[Math] Busy Beaver – Proof for BB(2) = 4

Question

Hi,

I need to prove the above claim.
I can show that $BB(2)\ge 4$ by building a turing machine,
but how can i show that $BB(2) \le 4$?

Searched a lot over the web, and saw that Rado proved it in 1963.

Thanks.

Answer 1

I imagine the seminar exercise went something like this.

Let $M$ be a winning machine with starting state $A$, halting state $H$ and one other state $B$. Let's build the transition function of $M$ (or an equivalent or better winner) by looking at the first few transitions. We can assume the first transition is:

$(A, 0) \mapsto (1, R, B)$

because, (a) if $M$ does not write 1, we can swap $A$ and $B$ to get a slightly faster winner, (b) if $M$ moves left, then the machine obtained from $M$ by swapping $L$ and $R$ is an equivalent winner, (c) if $M$ stays in state $A$ it will not terminate, and (d) if $M$ halts it isn't a winner.

Then we can assume the second transition is:

$(B, 0) \mapsto (t_1, L, s_1)$

for some $t_1 \in \{0, 1\}$ and $s_1 \in \{A, B\}$, because if $M$ moves right again into either state $A$ or $B$ it will not terminate and if it halts it isn't a winner.

On the third transition, we are in state $s_1$ reading 1 and we can't win by halting, so we have:

$(s_1, 1) \mapsto (t_2, d, s)$

for some $t_2 \in \{0, 1\}$, $d \in \{L, R\}$ and $s \in \{A, B\}$. As $M$ must halt, for $s_1 \not= s_2 \in \{A, B\}$, $M$ must halt on $(s_2, 1)$, so the remaining element of the transition function is:

$(s_2, 1) \mapsto (1, X, H)$

where $X$ is irrelevant and $M$ must write 1, since changing a 1 to a 0 on the last step is clearly a losing strategy.

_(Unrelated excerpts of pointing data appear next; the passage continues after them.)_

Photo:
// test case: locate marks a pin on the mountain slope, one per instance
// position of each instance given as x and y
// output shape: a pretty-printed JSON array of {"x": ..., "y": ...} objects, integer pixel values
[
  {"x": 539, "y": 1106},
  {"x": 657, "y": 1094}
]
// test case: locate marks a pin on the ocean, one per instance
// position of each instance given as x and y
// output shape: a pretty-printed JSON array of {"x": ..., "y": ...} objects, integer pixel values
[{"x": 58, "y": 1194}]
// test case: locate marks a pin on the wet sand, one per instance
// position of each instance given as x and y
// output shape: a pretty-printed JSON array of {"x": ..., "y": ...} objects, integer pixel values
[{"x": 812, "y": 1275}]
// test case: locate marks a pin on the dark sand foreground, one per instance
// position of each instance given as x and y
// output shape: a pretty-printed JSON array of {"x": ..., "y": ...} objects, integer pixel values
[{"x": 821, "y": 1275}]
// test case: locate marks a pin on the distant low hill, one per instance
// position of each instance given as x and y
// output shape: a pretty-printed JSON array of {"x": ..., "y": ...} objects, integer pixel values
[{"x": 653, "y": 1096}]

There are now just 32 possibilities for $t_1$, $t_2$, $d$, $s$ and $s_1$ to work through. I originally stopped here with an ellipsis, since in the seminar context the participants could divide the work up and do it by brute force, but let me give an argument that while still rather bitty can be checked by an individual.

After the third transition the tape looks like this:

$\begin{array}{lccccc} \mbox{Index:} & \ldots & -1 & 0 & 1 & 2 & \ldots\\ \mbox{Contents:} & \ldots & 0 & t_2 & t_1 & 0 & \ldots \end{array} $

and we are in state $s$ reading either cell $-1$ (if $d = L$) or cell $1$ (if $d = R$). I claim that $d = L$. To see this assume for a contradiction that $d = R$. Then if $t_1 = 0$, $M$ will not terminate (if $s = A$, we are essentially back in the starting position and $M$ will diverge to the right; if $s = B$ and $t_2 = 1$ $M$ will spin on cells 0 and 1 and if $s = B$ and $t_2 = 0$, $M$ will diverge to the left.) Now if $t_1 = 1$ and $s = s_2$, $M$ will halt on the next transition and so is not a winner. So $t_1 = 1$ and $s = s_1$, but then $M$ will loop (two cases to check: $s = A$ and $s = B$). In all cases when $d = R$, $M$ fails to win so $d = L$.

Now we know that the only transition that moves right is the one on $(A, 0)$. This implies that $M$ can never move right past a 1 that has already been written. It follows that the penultimate transition must be a move right. I.e., it must be a transition on $(A, 0)$. But the successor state for this transition is $B$, so we must have $s_1 = A$ and $s_2 = B$. Now if $s = A$, $M$ will either fail to terminate or will halt and lose on the fourth transition (depending on the value of $t_2$). We conclude that $s = B$, so the transition function looks like this:

$\begin{array}{l} (A, 0) \mapsto (1, R, B) \\ (B, 0) \mapsto (t_1, L, A) \\ (A, 1) \mapsto (t_2, L, B) \\ (B, 1) \mapsto (1, X, H) \end{array}$

We now have just four cases to check and unsurprisingly the only possibility that makes $M$ terminate after writing four 1s is the one with $t_1 = t_2 = 1$.